And there could be a case the Penguins’ last game against the Red Wings, a 6-3 home triumph March 17, kicked things off.
Regardless of the point of origin, this journey will have only one acceptable terminus.
The playoffs.
“The fact that we’ve battled back to get to this point, nobody wants to let it slip away now that we’re this close,” Penguins forward Drew O’Connor said. “There’s still a lot of work to be done. It’s even more motivating for us now to win these last few (now) that we’ve gotten ourselves back in it after looking like we were out of it.”

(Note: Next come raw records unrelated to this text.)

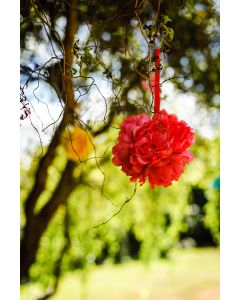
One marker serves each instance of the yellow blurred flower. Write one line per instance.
(78, 143)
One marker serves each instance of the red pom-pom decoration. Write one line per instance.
(154, 149)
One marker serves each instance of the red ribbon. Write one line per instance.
(157, 83)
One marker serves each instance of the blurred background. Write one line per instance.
(86, 231)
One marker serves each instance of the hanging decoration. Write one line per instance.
(78, 143)
(154, 149)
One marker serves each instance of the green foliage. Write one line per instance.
(154, 217)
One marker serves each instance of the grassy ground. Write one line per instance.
(189, 275)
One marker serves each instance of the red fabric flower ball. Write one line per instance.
(153, 149)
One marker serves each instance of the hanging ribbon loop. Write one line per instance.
(157, 82)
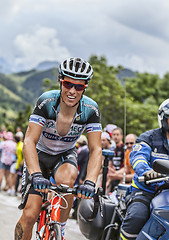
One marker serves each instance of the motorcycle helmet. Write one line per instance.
(163, 115)
(76, 68)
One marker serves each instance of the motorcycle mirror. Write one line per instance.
(161, 166)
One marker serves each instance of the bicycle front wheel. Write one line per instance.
(55, 232)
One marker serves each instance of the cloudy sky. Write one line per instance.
(131, 33)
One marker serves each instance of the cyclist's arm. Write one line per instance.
(95, 156)
(29, 148)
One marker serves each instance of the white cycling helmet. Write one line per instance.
(163, 115)
(76, 68)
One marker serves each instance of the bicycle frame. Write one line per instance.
(50, 215)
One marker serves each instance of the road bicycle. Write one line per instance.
(48, 226)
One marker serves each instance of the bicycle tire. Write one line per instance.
(55, 232)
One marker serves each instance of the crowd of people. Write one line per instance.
(54, 146)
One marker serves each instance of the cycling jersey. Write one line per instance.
(45, 114)
(149, 146)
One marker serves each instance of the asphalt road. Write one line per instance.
(9, 215)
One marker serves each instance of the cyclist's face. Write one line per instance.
(71, 96)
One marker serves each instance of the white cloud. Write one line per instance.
(38, 45)
(130, 33)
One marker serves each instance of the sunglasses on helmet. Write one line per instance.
(77, 86)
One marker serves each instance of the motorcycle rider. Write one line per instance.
(149, 146)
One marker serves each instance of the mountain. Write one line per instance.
(17, 90)
(4, 66)
(125, 73)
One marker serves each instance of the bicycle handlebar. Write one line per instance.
(58, 189)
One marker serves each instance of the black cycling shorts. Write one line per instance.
(49, 165)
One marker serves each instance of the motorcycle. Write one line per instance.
(100, 218)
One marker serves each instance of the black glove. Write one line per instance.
(39, 182)
(87, 189)
(151, 174)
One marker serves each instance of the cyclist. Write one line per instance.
(57, 121)
(149, 146)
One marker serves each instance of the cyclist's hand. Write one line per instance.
(151, 174)
(39, 182)
(86, 190)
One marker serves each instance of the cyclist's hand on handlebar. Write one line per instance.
(151, 174)
(86, 190)
(39, 182)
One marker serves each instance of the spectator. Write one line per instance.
(19, 133)
(16, 168)
(109, 129)
(129, 172)
(106, 144)
(8, 148)
(3, 131)
(118, 158)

The Penguins (36-30-12) and Red Wings (38-32-8) are in almost the same predicament entering Thursday’s meeting. Each team has 84 points, one fewer than the current occupant of the second and final wild-card position in the Eastern Conference, the Washington Capitals (37-30-11, 85 points).

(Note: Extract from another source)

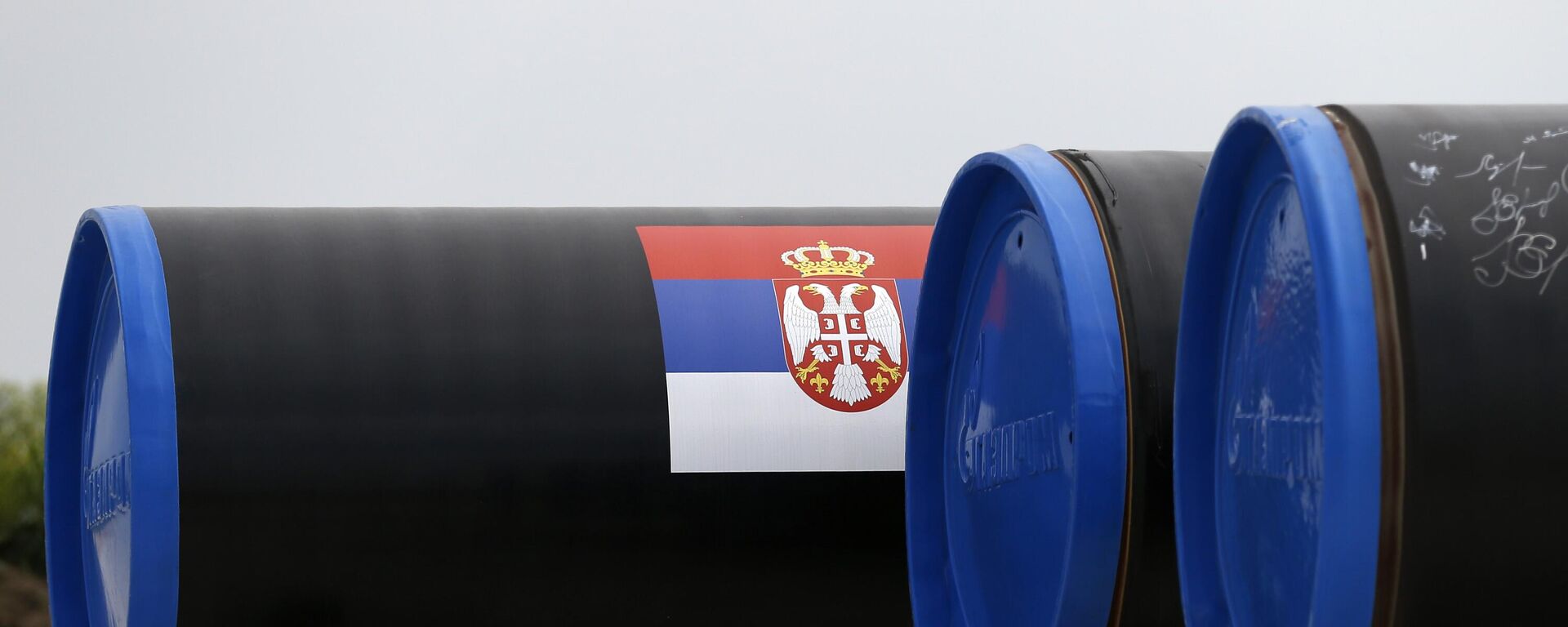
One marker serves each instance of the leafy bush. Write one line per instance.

But, based on the league’s second tiebreaker — regulation wins — the Penguins (31 regulation wins) are in third place, and the Red Wings (27 regulation wins) are in fourth place.
Either way, Thursday’s game commands quite a bit of gravity.

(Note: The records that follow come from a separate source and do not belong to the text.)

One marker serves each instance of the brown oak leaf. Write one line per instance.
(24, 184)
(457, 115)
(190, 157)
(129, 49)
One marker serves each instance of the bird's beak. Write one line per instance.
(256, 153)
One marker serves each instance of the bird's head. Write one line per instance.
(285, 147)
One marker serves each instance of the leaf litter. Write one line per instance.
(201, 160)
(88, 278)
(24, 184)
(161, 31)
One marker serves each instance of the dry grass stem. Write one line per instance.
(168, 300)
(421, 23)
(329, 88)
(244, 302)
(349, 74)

“We have four more (games),” O’Connor said. “The next one in front of us is, obviously, huge against Detroit. We’ll get ready for that one.”
The Penguins seemingly have been ready for the past handful of weeks. Since Nedeljkovic took over as the team’s undeclared starter, the Penguins are 6-0-3 and have earned 15 points, a figure that equates to a points percentage of .833.
Only the Central Division-leading Dallas Stars — the last team to beat the Penguins in regulation, on March 22 — have a better point percentage over that span (.875 with a 7-1-0 record and 14 points).
“They’ve all felt pretty big for a while now,” Crosby said. “This one (is), obviously, even bigger given the circumstances. But I feel like we’ve been playing in games like this for a bit.
“I feel like, for the last two or three weeks here, we’ve been right in it. It’s brought out the best in us. We’re playing good hockey. We believe in our game, and we’ve just got to continue to do the same thing.”